The morphologies of as prepared ZnS, Zn_xCd_1−xS and CdS samples are investigated using TEM and HRTEM analysis, respectively (Figure 5). From the TEM images of as synthesized ZnS samples, it can be seen that the product was present in a large scare spherical with the diameter in 100 - 120 nm (Figure 5(a)). There is also spherical particle shape but no uniform size for the as-synthesized Cd_xZn_1−xS sample (choose Zn_0.5Cd_0.5S as an example). Some size is around 50 nm some size is around 300 nm (Figure 5(b)).

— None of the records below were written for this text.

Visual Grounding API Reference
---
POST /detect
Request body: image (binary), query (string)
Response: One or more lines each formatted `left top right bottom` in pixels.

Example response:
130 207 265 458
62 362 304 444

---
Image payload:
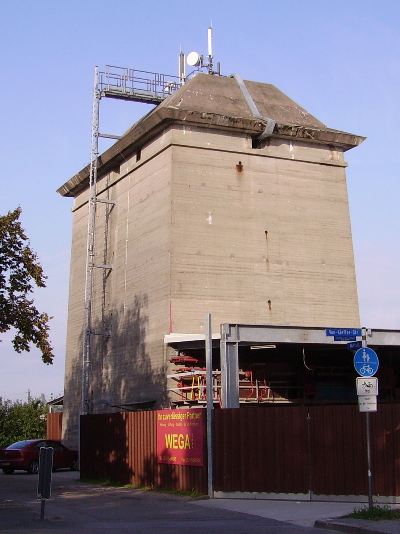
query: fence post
205 313 214 498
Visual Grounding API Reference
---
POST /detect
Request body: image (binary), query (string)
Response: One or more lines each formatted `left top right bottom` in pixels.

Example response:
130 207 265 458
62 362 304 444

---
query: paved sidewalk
316 517 400 533
195 498 400 534
2 471 400 533
195 498 357 527
0 472 337 533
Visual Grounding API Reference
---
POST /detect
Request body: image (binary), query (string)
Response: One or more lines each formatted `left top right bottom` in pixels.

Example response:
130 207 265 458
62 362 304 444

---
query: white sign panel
356 377 378 396
358 395 377 412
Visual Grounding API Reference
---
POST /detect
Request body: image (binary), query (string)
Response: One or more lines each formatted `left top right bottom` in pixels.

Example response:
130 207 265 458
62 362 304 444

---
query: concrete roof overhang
57 74 365 198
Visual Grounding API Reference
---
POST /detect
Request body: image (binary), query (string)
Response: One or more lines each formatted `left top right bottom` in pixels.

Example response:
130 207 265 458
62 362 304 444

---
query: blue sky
0 0 399 401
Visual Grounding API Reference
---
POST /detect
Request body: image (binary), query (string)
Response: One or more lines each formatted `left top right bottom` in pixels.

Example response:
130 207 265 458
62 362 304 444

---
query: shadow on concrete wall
63 294 168 447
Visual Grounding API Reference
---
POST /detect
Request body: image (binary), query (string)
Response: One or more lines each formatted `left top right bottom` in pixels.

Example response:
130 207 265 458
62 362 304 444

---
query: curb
315 519 396 534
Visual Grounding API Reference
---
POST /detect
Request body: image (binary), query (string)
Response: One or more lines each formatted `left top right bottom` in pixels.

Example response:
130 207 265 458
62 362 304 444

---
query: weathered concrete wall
62 205 87 447
62 123 359 446
62 134 173 447
169 126 359 333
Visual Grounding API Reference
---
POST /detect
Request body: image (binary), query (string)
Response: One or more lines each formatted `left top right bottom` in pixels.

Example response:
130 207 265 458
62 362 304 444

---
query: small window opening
136 149 141 162
252 137 269 149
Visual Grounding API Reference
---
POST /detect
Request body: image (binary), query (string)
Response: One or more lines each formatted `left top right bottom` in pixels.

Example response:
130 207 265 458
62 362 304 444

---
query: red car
0 439 78 474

For the CdS sample, make up some irregular nanoparticles with the size of 20-40 nm (Figure 5(c)). The diameter of this nanoparticle is consistent with the result from the XRD data according to the calculation of Scherrer Formula. The compo- nents of the products were further confirmed by EDX, which indicates that the ratio of Zn, Cd and S is 0.5:0.5:1 for Zn_0.5Cd_0.5S (Figures 5(a1)-(c1)), which is consistent with the XPS result above (Figure 3).

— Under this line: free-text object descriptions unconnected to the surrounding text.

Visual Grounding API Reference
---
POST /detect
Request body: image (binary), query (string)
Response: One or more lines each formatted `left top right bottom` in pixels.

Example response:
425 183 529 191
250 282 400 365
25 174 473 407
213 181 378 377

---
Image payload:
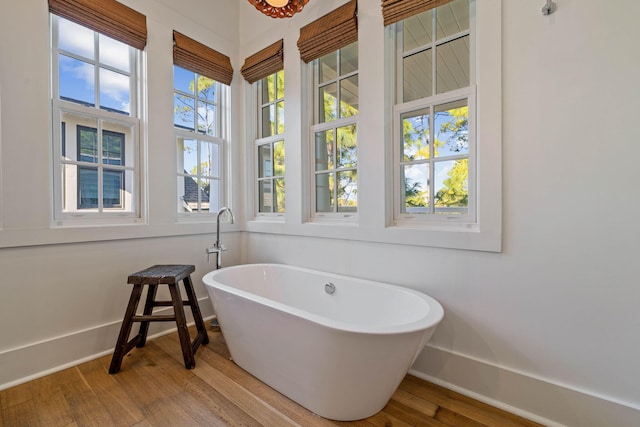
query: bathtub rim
203 263 444 336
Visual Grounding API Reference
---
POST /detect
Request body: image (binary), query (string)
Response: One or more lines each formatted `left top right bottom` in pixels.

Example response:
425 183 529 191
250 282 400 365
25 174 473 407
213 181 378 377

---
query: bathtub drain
325 282 336 295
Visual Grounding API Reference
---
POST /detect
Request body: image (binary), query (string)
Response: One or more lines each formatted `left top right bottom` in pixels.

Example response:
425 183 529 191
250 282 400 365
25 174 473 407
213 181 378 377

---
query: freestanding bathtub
202 263 444 421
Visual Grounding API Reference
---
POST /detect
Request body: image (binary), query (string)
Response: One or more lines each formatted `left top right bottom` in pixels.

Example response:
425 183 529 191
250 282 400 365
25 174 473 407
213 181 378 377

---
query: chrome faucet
206 207 234 269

In order to evaluate the photocatalytic activity of Zn_xCd_1−xS samples, photodegradation of TCP was carried out in aqueous suspension using pure ZnS and Zn_xCd_1−xS catalysts with a different Cd content between 0.2 and 0.8 mole ratio, and the experimental results are shown in Figure 6. Figure 7 represents the time-dependent LC/MS peak intensity of the TCP solution during photo degradation in the presence of CdS microspheres. The peak intensity at around 0.9 min decreased gradually with irradiation time. The experiment demonstrated that TCP was effectively degraded by more than 95% with 120 min. At the end of the degradation after 240 min, no peak could be detected, implying that complete oxidation of TCP occurred due to the presence of CdS microsphere under solar light irradiation. A bigger doping amount of Cd on ZnS can be detrimental to the TCP photodegradation efficiency.

Figure 6 shows that the photocatalytic activity of Zn_0.5Cd_0.5S for degradation of TCP is much higher than that of pure ZnS. This result indicates that doping Cd ions promotes the charge pair separation efficiency for ZnS catalysts. The electron activates from the conduction band of ZnS to Cd atoms is thermodynamically due to the Fermi level of ZnS is higher than that of Cd metal [33] [34] . This results in the formation of a Schottky barrier at metal-semiconductor contact region and improves the efficiency of charge separation of ZnS [35] [36] . Contrarily, at the high content of Cd doping, Cd atoms also will act as a recombination center and decrease the photocatalytic activity of ZnS. From this work, the as prepared Zn_xCd_1−xS samples demonstrated an excellent performance in photocatalytic degradation of aqueous TCP solution under solar irradiation.